Running up Ireland’s “Mountain of the Women”

It’s impossible to resist running up a mountain that belongs exclusively to women. And Sliabh na mBan (pronounced Slievenamon) in Ireland’s Country Tipperary is definitely a ladies’ hill.

Slievenamon rising out of Irish fields. Courtesy of http://www.flickr.com/photos/ebyrne41/

IreIand’s mythical hunter-warrior Fionn Mac Cumhaill (pronounced Fin Mac Cool) once sat on this mountain’s summit. Legend has it that he organised a female only race to the top. The first one to the summit would win his hand in marriage.

The big wide trail up Slievenamon - can't miss it.

Now Fionn was already in love with Gráinne, so he showed her a short-cut up the mountain. She won the race and they were duly wed.

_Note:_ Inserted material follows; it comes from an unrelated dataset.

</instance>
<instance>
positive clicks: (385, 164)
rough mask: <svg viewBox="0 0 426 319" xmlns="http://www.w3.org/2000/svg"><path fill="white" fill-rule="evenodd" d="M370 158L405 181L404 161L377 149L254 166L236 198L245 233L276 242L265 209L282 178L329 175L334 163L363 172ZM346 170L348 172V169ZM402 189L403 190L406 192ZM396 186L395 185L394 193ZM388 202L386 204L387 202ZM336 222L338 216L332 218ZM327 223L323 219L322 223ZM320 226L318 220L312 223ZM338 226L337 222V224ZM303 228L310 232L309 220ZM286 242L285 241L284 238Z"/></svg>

The name of the mountain, “Sliabh na mBan” also literally means “Mountain of the Women”. The mountain rises from the plain of Femen, which is apparently meant to represent ‘woman’ or ‘femininity’.

The sign leading to Slievenamon summit from Kilcash Village.

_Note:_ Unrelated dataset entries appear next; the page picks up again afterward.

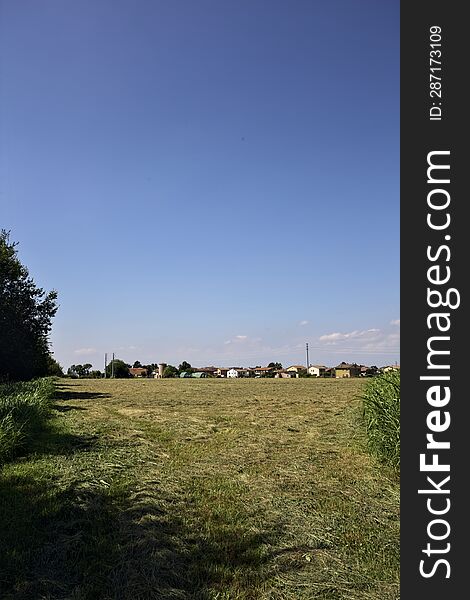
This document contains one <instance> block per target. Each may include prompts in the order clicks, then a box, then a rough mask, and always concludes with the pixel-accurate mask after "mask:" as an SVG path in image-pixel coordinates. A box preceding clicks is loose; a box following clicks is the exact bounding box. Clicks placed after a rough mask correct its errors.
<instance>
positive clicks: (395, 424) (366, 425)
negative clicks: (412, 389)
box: [363, 371, 400, 470]
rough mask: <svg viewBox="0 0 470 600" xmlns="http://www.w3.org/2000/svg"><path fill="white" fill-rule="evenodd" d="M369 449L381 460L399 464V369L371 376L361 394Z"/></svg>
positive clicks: (399, 423) (391, 462) (388, 464)
mask: <svg viewBox="0 0 470 600" xmlns="http://www.w3.org/2000/svg"><path fill="white" fill-rule="evenodd" d="M363 401H364V419H365V423H366V429H367V437H368V445H369V449H370V451H371V452H372V453H373V454H375V455H376V456H377V457H378V458H379V460H381V461H382V462H383V463H385V464H388V465H390V466H391V467H393V468H394V469H397V470H398V469H399V468H400V371H390V372H388V373H384V374H383V375H379V376H377V377H374V378H373V379H370V380H369V381H368V382H367V385H366V389H365V392H364V396H363Z"/></svg>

Despite all the folklore, it was an easy little hill to get up and down. The carpark outside Kilcash village is already at 240 metres, and with the summit at 721 metres, there’s less than a 500 metre climb. There’s also a motorway of a track up the hill side, making it impossible to get lost. The only surprise was how quick it got cold the higher I ascended, the forested slopes up until 300 metres the only thing stopping me from being buffeted by the winds that were sweeping the mountain’s sides. On a clear day, you can see the whole of the Comeragh mountain range. And there are great views over the Counties of Tipperary, Kilkenny, and Waterford (if you get the clear weather for it).

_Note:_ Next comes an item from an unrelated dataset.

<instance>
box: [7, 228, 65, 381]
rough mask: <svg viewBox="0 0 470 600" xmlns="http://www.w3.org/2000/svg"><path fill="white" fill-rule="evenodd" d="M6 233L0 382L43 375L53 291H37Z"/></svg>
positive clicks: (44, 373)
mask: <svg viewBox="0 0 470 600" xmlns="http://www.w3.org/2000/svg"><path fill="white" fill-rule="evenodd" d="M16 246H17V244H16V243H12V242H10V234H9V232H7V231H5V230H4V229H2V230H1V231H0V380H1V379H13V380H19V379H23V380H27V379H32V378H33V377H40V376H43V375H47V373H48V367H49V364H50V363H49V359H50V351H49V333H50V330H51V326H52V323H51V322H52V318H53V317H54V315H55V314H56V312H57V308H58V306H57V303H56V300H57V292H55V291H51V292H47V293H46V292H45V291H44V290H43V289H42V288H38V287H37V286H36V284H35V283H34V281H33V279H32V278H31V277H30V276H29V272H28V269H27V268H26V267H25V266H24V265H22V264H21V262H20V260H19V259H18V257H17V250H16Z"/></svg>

Cold but happy to be at the summit.

We were up and down in less than an hour. And not surprisingly, there were many other walkers, mainly women, who were heading for the slope. They were probably looking to see if Fionn Mac Cumhaill was still hanging around looking for a spouse. They say Fionn never died, but instead sleeps in a cave somewhere beneath Ireland. And that, one day he will awake and defend Ireland in the hour of her greatest need. Those looking for an out from the economic recession might just be looking for him as we speak.